Very good tutorial by Aaron Seigo here:

by Sorin M (not verified)

I have to agree with Mosfet also. Every time I install KDE i touch almost every part of Kcontrol. More, sometimes I have several users on the same machine with different desktop configuration corresponding to what I am doing.

It seems that every comparison between Windows and Linux from a long time starts with "my grandma", "my mother", "Joe the user" and so forth. Users are NOT a bunch a stupid people. Some of them may be uninterested or not knowledgeable enough but that can change in time (and will change if there are reasons).

What would be interesting would be to be able to have multiple "full" configurations. I would like to change immediately almost everything according to several previous setups. Say I am working on my 21 inch monitor. A set of fonts, colors (CRT's are not the same, some color scheme is better that another one') and so forts. But maybe I am working directly from my 800x600 laptop. Everything changes then. Color scheme (tft is different) fonts, smaller panel, smaller icons and so forth.

Sorin M

by Luke-Jr (not verified)

I think it would be a great idea for each setting in KDE to be assigned a configuration level. Maybe from 1 to 10. By default, only options in level 3 or lower might be shown. At the top of the Control Center, maybe in the menu area if Qt allows it, there could be a simple slider from Simple to Expert which would change the viewed configuration level. The problems with this system would be when certain sections have only one option at a level. In that case, it might be combined with other similar sections though how that would be decided, I'm not sure. Perhaps make an internal (not seen by the user) tree with more levels of similar sections or something...

by Mosfet (not verified)

I went a lot more in depth with the new commentary and it addresses a lot of the things said here!

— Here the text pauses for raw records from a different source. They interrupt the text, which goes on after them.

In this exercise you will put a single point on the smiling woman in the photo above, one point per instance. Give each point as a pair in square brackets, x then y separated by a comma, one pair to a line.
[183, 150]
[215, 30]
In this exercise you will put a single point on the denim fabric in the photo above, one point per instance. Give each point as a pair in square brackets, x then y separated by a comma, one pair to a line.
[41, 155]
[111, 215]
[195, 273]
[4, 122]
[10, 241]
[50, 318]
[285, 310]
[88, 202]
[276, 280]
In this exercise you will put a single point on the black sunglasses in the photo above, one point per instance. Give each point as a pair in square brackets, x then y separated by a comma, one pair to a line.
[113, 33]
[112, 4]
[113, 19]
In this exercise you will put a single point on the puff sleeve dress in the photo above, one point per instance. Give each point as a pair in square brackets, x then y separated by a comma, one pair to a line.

by Clicked on Open... (not verified)

Apple has a very configurable desktop ... the UI for configuring it is sane however. Anyone who has honestly studied the interaction of average users with the KDE control centre will have to admit. The UI is insane, complex, inconsistent, non-intuitive and merely papered over by a "help system" to try to explain how it works - it shouldn't require as much explanation or a many icons. You don't have to take a HID course to understand this.

It's the configuration UI and UI of various configuation elements that is the problem - not "configurability" per se ....

XP has improved over KDE seems deadset on being as confusing as XP plus a little more confusion for good measure. That's why people keep refering to Mac's and to "uncluttered" UI .... because KDE like XP is whacky ...

> Apple has a very configurable desktop

Wrong, MacOSX didn't allow me to turn off Minimize/maximize animations, which piss me off.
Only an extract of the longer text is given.